The run() method takes two arguments. First, a list of output names (or None for all outputs). Second, a dictionary mapping input names to numpy arrays.
Input shapes must match. If your model expects [1, 10] and you pass [1, 10, 3], inference will fail.
If you want GPU acceleration, just specify execution providers when creating the session:
# For NVIDIA GPUs with CUDA
session = ort.InferenceSession(
"model.onnx",
providers=['CUDAExecutionProvider', 'CPUExecutionProvider']
)
# For Apple Silicon
session = ort.InferenceSession(
"model.onnx",
providers=['CoreMLExecutionProvider', 'CPUExecutionProvider']
)
# For Intel hardware
session = ort.InferenceSession(
"model.onnx",
providers=['OpenVINOExecutionProvider', 'CPUExecutionProvider']
)
List providers in priority order. ONNX Runtime tries the first provider, and falls back to the next if it's not available. Always include CPUExecutionProvider as the last fallback.

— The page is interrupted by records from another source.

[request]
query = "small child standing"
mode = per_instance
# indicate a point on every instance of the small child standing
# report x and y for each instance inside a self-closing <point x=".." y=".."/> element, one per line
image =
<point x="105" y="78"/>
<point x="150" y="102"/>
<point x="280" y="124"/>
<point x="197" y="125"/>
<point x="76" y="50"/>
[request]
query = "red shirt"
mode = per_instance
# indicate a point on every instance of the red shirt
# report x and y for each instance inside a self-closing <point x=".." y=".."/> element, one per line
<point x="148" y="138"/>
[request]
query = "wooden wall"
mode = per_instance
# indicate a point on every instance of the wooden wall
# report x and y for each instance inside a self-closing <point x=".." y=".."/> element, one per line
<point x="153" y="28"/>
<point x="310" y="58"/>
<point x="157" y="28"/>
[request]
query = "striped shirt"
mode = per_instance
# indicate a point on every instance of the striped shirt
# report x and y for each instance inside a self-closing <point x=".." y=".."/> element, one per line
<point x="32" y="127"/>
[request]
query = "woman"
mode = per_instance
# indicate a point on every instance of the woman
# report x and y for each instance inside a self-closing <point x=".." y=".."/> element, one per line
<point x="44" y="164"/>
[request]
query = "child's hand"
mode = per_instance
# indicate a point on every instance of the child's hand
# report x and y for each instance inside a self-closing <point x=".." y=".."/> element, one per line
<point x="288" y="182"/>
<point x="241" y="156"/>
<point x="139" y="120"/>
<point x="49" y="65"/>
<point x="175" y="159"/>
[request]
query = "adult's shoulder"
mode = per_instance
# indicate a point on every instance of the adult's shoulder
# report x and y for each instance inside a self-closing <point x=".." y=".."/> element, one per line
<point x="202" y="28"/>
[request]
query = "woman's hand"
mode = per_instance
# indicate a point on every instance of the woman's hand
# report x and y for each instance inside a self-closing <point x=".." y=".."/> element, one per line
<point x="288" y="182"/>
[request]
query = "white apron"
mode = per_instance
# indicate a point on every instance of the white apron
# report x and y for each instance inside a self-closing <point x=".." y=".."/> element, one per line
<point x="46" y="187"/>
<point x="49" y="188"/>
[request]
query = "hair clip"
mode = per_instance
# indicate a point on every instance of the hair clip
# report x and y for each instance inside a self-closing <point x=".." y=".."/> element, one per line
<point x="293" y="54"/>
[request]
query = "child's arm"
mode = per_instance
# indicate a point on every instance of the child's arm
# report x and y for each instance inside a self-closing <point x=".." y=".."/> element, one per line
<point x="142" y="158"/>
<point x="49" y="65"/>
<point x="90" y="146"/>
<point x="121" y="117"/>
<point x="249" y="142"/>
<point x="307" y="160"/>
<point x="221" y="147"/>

You can check which provider is actually being used:
import numpy as np
import onnxruntime as ort
# Create an inference session
session = ort.InferenceSession(
"simple_model.onnx", providers=["CoreMLExecutionProvider", "CPUExecutionProvider"]
)
# Get input and output names
input_name = session.get_inputs()[0].name
output_name = session.get_outputs()[0].name
# Prepare input data
input_data = np.random.randn(1, 10).astype(np.float32)
# Run inference
outputs = session.run(
[output_name],
{input_name: input_data},
)
# Get predictions
predictions = outputs[0]
print(predictions.shape)
print("Providers:")
print(session.get_providers())

If you see ["CPUExecutionProvider"] when you expect a GPU, the GPU provider isn't available. Common reasons might be missing drivers, a wrong ONNX Runtime package, or an incompatible GPU.
The configuration doesn’t stop here. You can further optimize the execution provider to get better performance:
providers = [
(
"TensorRTExecutionProvider",
{
"device_id": 0,
"trt_max_workspace_size": 2147483648, # 2GB
"trt_fp16_enable": True, # Use FP16 precision
},
),
"CUDAExecutionProvider",
"CPUExecutionProvider",
]
session = ort.InferenceSession("simple_model.onnx", providers=providers)
You can refer to the official ONNX Runtime documentation to get a list of all available options for the provider of your choice.
ONNX Runtime applications
The impressive thing about ONNX Runtime is that it runs everywhere - servers, browsers, and mobile devices.
ONNX Runtime Web brings inference to browsers using WebAssembly and WebGL. Your model runs client-side without sending data to servers. This works great for privacy-sensitive applications like medical image analysis or document processing.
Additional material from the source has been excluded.